What It Takes to Be a Net-Zero Business
Achieving net-zero status requires that a company actively measure and monitor its direct and indirect emissions and regularly review its practices and policies. Below we’ll discuss a variety of strategies that will help you achieve net-zero.
Understand Your Direct and Indirect Emissions
In order to reduce your total emissions, you must know where exactly they are rooted within your value chain and business activities. There are two sources of emissions for companies: direct and indirect.

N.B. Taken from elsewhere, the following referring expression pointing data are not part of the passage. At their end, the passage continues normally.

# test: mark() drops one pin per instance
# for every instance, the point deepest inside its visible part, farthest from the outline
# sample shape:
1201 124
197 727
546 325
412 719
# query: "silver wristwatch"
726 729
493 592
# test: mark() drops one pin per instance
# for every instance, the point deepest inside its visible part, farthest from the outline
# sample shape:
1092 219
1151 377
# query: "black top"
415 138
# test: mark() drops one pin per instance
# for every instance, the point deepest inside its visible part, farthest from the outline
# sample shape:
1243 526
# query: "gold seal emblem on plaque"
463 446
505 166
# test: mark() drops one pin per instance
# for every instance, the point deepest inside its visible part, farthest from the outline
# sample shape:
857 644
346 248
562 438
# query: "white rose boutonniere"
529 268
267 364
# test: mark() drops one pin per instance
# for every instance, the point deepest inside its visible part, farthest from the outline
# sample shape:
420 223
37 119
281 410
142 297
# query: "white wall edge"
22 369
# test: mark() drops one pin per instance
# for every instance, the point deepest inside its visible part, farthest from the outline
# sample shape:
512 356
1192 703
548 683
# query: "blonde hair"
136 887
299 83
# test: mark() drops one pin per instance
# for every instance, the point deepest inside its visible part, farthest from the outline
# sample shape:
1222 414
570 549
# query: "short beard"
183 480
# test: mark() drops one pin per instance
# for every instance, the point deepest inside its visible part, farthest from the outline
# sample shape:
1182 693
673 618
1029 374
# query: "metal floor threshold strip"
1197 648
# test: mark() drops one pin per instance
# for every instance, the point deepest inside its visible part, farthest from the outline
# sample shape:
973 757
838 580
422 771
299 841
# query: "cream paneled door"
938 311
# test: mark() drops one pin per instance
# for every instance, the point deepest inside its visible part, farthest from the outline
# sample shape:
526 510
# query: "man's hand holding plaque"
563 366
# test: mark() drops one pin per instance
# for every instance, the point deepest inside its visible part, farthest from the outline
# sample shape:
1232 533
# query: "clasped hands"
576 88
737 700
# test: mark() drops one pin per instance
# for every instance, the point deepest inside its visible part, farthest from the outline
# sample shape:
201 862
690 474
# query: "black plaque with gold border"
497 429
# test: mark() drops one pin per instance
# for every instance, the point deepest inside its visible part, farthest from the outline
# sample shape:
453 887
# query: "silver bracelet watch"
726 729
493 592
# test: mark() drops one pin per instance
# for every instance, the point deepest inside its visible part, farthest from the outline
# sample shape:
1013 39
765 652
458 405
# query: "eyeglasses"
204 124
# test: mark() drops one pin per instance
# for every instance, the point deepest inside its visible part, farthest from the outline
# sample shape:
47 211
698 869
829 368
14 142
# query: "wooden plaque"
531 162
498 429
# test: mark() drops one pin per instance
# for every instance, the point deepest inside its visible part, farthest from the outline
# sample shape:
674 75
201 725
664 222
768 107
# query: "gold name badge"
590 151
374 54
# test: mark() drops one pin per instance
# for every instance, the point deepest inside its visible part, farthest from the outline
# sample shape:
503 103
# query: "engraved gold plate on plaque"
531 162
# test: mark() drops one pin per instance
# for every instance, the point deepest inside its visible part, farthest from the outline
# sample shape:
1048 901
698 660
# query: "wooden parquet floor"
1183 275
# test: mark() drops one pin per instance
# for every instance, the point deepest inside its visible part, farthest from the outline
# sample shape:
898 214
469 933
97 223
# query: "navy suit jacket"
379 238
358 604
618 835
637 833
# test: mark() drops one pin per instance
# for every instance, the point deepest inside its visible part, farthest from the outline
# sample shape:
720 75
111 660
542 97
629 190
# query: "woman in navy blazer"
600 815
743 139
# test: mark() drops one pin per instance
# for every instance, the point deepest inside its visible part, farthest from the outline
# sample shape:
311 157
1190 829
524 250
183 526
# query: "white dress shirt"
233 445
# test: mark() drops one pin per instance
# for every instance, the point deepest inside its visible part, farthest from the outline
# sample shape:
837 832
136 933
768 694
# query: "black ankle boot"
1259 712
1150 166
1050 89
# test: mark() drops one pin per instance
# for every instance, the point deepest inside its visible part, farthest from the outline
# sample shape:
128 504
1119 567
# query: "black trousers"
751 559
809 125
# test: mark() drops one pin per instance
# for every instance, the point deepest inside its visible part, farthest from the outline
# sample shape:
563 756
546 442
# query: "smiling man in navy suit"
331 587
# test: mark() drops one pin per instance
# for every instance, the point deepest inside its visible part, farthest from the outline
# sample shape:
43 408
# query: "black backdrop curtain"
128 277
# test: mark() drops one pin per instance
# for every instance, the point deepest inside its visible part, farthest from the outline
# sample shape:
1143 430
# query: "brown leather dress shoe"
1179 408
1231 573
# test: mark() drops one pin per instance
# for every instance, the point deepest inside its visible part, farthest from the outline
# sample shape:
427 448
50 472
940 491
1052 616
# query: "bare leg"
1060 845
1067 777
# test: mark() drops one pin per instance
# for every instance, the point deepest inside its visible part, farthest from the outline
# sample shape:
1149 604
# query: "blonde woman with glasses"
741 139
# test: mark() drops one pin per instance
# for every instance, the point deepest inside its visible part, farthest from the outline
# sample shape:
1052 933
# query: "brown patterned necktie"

The Greenhouse Gas (GHG) Protocol, the global leader in measuring, managing and reporting emissions, defines direct emissions as “emissions from sources that are owned or controlled by the reporting entity.” Direct emissions are often referred to as “point source” emissions because they come from a specific source or location. Some examples of direct emissions are: factory fumes from manufacturing goods, fuel emissions from company vehicles, emissions from onsite landfills.
Indirect emissions, on the other hand, are “emissions that are a consequence of the activities of the reporting entity, but occur at sources owned or controlled by another entity.” Some examples of indirect emissions include: purchased electricity, purchased heating and cooling, employee travel and commute, vendor-produced emissions, etc.
The GHG Protocol developed three carbon emission scopes to help organizations map out their direct and indirect emissions. While carbon reporting is mandatory for many high producing companies, more and more companies are choosing to disclose their emissions data in order to increase their transparency.